Le sociologue Arnaud Blanchard a également constaté dans le cadre de sa thèse [15] que l’opposition manquait de consistance, en raison d’une « expérience sociale ordinaire de la présence des Témoins de Jéhovah » : « Ceux-ci sont en effet installés sur place depuis près de vingt ans sans que leur situation ou leur activité n’ait fait l’objet d’une quelconque manifestation - individuelle ou collective - d’inquiétude [16]. »
Là encore, les manifestations contre ce projet d’extension du siège national se révélaient donc tout à fait injustifiées.

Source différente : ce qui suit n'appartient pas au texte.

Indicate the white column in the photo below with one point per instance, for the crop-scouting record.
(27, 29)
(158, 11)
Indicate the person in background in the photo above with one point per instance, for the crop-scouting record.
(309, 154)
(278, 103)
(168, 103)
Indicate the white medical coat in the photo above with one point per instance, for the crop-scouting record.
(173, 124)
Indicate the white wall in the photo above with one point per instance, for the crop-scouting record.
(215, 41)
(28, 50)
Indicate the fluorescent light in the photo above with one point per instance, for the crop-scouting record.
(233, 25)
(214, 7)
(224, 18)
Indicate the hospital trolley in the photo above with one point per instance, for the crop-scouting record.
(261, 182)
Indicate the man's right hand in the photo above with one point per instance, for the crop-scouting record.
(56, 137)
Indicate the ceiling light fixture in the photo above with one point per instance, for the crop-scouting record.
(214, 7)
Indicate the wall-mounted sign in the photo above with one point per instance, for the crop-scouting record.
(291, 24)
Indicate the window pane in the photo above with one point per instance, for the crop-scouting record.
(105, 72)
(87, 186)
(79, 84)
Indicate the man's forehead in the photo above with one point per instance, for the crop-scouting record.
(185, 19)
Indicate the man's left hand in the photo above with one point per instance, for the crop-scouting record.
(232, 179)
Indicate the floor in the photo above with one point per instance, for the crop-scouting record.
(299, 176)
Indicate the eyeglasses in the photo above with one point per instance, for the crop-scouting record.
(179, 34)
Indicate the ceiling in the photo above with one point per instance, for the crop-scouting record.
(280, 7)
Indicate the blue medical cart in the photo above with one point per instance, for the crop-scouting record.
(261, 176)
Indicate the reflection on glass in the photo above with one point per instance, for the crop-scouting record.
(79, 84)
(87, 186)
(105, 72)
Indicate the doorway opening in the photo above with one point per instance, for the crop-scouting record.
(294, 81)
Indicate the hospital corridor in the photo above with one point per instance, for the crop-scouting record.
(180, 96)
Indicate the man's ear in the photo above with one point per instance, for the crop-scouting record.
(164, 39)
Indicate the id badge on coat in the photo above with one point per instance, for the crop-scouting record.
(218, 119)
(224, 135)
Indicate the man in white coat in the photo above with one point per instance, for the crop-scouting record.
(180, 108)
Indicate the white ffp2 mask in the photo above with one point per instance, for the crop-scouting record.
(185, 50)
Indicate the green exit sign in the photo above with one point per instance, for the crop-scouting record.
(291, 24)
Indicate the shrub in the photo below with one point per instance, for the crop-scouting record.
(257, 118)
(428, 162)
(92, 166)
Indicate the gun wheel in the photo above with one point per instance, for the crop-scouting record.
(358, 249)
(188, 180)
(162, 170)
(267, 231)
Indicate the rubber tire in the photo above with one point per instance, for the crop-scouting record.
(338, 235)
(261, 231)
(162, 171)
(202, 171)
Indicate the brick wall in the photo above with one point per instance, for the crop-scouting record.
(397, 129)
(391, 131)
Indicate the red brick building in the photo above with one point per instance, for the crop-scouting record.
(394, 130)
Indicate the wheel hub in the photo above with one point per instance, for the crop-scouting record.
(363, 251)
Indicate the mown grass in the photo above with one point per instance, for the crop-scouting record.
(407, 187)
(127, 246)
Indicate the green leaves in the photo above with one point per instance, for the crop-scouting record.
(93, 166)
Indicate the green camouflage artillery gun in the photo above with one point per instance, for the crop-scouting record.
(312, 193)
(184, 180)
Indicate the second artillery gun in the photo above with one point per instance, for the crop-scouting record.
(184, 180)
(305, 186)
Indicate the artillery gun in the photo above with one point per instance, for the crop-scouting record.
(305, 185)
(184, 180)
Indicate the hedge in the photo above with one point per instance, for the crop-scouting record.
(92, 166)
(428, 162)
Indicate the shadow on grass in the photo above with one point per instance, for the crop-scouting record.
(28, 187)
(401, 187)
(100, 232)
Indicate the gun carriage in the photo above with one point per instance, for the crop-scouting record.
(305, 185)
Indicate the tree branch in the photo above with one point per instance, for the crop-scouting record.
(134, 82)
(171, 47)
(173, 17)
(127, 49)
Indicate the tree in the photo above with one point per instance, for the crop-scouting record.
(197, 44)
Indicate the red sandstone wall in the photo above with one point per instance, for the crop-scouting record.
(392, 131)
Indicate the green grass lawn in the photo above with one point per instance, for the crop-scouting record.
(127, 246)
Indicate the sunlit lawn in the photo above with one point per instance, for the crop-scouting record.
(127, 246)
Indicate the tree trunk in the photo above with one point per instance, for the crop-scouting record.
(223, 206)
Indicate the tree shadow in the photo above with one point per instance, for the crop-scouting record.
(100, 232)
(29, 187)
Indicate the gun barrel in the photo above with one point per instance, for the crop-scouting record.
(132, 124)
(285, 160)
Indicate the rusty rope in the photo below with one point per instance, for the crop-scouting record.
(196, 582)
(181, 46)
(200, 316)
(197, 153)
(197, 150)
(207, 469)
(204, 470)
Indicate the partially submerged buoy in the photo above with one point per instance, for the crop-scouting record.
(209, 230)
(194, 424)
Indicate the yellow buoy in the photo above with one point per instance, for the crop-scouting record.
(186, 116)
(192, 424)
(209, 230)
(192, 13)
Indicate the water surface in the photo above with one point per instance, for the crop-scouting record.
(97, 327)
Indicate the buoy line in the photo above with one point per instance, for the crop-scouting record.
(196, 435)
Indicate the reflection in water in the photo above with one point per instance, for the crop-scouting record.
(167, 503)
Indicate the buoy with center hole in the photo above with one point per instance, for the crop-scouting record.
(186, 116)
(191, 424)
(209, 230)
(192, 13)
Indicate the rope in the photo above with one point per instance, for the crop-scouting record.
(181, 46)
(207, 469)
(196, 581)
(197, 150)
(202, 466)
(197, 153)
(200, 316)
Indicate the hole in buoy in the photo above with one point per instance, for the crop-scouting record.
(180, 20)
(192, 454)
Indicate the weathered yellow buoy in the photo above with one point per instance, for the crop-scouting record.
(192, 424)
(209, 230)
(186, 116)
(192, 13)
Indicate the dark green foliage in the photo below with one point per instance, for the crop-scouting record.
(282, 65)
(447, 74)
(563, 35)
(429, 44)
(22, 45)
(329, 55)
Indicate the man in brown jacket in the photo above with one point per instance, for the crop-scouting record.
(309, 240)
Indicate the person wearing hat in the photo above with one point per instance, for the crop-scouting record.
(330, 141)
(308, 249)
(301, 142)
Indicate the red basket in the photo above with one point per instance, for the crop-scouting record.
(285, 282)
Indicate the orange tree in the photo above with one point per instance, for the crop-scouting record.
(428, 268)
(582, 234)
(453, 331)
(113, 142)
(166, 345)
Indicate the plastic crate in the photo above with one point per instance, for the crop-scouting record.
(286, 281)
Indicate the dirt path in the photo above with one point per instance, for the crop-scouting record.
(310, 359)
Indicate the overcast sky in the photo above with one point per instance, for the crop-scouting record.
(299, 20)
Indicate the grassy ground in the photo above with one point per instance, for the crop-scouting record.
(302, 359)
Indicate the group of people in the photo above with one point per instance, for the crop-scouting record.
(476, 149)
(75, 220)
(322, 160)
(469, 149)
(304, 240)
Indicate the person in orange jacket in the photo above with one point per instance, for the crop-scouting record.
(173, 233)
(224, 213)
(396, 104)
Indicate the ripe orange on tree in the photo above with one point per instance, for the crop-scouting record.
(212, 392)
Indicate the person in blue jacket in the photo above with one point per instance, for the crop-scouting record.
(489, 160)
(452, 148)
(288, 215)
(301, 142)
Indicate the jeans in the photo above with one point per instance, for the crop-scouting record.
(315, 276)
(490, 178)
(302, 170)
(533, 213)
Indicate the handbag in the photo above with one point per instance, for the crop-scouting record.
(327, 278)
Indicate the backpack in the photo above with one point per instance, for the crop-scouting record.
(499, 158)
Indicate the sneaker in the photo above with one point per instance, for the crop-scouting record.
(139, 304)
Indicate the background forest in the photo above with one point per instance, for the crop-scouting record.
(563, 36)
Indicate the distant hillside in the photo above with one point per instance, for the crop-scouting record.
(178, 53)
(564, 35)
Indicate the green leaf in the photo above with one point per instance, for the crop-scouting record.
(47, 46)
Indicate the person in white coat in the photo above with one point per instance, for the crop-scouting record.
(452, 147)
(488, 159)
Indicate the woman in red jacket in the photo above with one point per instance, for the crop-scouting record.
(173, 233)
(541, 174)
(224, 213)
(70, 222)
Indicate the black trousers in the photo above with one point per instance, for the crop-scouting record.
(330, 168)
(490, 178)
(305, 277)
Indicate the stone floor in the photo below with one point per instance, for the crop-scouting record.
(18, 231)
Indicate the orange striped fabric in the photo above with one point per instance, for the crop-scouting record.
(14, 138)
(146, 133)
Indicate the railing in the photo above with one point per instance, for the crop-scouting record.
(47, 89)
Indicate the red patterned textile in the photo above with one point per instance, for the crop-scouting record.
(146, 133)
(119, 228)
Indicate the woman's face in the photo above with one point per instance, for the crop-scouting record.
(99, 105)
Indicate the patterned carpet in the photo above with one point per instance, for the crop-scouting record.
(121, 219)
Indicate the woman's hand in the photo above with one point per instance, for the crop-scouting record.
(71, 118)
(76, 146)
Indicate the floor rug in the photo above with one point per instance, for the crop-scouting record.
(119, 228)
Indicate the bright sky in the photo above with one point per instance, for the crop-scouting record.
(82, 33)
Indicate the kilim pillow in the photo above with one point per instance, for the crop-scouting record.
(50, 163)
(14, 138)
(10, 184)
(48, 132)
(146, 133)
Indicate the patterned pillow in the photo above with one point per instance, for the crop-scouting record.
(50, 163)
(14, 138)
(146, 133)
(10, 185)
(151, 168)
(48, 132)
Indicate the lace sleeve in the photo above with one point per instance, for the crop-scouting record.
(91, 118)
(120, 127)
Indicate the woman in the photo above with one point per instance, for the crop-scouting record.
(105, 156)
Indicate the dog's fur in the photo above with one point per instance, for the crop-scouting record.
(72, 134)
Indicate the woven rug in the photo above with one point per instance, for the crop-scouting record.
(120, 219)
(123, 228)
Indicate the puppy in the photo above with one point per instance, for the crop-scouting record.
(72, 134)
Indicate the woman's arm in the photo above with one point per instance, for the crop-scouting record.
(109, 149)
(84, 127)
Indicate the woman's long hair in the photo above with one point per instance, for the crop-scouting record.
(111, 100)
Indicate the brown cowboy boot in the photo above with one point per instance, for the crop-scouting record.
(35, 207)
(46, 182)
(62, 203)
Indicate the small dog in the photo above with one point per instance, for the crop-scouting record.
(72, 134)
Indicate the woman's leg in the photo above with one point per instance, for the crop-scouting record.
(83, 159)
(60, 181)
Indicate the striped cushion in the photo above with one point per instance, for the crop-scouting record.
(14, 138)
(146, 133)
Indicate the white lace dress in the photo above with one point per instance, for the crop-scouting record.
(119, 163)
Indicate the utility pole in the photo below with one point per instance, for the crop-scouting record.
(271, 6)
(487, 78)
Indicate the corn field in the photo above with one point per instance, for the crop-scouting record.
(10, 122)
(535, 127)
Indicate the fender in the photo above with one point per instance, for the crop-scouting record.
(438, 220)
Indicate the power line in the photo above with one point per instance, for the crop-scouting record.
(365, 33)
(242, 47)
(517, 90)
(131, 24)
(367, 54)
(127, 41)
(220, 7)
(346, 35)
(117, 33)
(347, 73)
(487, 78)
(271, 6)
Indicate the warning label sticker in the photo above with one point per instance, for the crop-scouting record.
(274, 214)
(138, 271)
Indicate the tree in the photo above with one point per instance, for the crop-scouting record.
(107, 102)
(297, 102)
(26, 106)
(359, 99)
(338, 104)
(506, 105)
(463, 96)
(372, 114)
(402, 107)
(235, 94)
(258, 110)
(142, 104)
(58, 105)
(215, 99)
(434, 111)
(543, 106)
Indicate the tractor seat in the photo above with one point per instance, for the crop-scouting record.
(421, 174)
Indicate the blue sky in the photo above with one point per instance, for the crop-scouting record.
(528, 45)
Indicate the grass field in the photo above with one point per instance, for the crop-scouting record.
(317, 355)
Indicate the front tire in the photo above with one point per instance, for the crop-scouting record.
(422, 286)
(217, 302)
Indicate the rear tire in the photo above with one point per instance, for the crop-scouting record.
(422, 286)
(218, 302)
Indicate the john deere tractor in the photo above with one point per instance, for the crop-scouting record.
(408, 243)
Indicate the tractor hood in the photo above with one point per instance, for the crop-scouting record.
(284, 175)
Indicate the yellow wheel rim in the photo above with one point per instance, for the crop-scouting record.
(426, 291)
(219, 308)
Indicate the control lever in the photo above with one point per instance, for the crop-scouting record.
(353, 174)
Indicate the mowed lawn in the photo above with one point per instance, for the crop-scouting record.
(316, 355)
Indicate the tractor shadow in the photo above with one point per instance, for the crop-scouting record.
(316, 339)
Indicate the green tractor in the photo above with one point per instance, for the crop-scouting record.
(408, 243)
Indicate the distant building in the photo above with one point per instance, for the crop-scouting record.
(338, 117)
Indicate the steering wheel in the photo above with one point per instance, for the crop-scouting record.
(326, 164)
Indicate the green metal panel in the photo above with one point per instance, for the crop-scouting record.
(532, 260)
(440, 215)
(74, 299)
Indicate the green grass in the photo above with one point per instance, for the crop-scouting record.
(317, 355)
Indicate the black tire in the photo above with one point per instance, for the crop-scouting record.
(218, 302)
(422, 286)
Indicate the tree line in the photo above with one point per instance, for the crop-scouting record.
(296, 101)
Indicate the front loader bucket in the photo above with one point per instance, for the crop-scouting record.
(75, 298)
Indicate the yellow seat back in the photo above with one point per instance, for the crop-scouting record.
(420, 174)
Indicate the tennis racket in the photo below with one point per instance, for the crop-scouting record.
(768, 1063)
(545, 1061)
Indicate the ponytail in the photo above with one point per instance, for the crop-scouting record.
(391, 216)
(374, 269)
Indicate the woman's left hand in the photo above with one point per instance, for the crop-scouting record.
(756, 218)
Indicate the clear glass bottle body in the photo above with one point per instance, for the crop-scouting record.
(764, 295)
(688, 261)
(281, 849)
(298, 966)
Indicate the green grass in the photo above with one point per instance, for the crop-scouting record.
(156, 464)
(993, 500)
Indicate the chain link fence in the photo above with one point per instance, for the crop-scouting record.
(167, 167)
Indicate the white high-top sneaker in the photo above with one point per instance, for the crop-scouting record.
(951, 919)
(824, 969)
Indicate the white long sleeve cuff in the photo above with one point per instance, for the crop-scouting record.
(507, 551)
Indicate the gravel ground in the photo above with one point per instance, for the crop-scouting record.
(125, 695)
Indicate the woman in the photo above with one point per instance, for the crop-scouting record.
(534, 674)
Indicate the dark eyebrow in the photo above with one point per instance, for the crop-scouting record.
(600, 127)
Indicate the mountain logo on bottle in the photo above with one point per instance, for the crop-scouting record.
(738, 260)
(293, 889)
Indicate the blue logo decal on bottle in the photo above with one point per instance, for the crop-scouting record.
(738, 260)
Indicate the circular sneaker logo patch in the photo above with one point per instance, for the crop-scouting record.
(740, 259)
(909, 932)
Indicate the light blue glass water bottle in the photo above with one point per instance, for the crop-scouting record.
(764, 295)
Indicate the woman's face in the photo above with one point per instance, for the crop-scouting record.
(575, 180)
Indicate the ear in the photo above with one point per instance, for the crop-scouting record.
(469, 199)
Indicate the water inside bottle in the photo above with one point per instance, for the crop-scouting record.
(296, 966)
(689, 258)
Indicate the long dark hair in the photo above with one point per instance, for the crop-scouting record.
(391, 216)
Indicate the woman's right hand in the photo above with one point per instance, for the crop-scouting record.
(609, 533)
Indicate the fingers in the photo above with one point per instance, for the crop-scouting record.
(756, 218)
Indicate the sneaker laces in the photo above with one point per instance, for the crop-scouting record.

Alerté par « les difficultés que rencontrent parfois les organisations religieuses pour la construction ou l’aménagement d’édifices du culte », le ministre de l’Intérieur a récemment rappelé aux préfets les principes à suivre dans sa circulaire du 14 février 2005 [17] :
« Le principe de séparation des Églises et de l’État fixé par la loi du 9 décembre 1905 et le principe fondamental de laïcité inscrit dans la Constitution font de la neutralité la pierre angulaire des relations des autorités publiques avec les organes religieux.
« La neutralité ne signifie cependant pas l’indifférence à l’égard du fait religieux puisqu’aux termes mêmes de la loi 9 décembre 1905, la République garantit le libre exercice des cultes sous les seules restrictions édictées par la loi dans l’intérêt de l’ordre public (article 1er).
« Ainsi, l’édification d’un lieu de culte ne peut être empêchée que pour des motifs liés à l’application des règles en vigueur, notamment des règles en matière d’urbanisme et de construction des édifices recevant du public.
« Le juge administratif veille à ce que le droit de l’urbanisme ne soit pas détourné de son objet pour empêcher la construction d’un édifice du culte (TA Lyon 10 février 1993 Association Altène) et le juge judiciaire qualifie de voie de fait l’utilisation inappropriée par une autorité municipale de son droit de préemption pour empêcher l’édification d’un lieu de culte (CA Rouen 23 février 1994 Association locale des témoins de Jéhovah d’Elbeuf). »
Il reste maintenant à souhaiter que cette mise au point permette aux témoins de Jéhovah de rencontrer moins de difficultés pour construire des édifices du culte.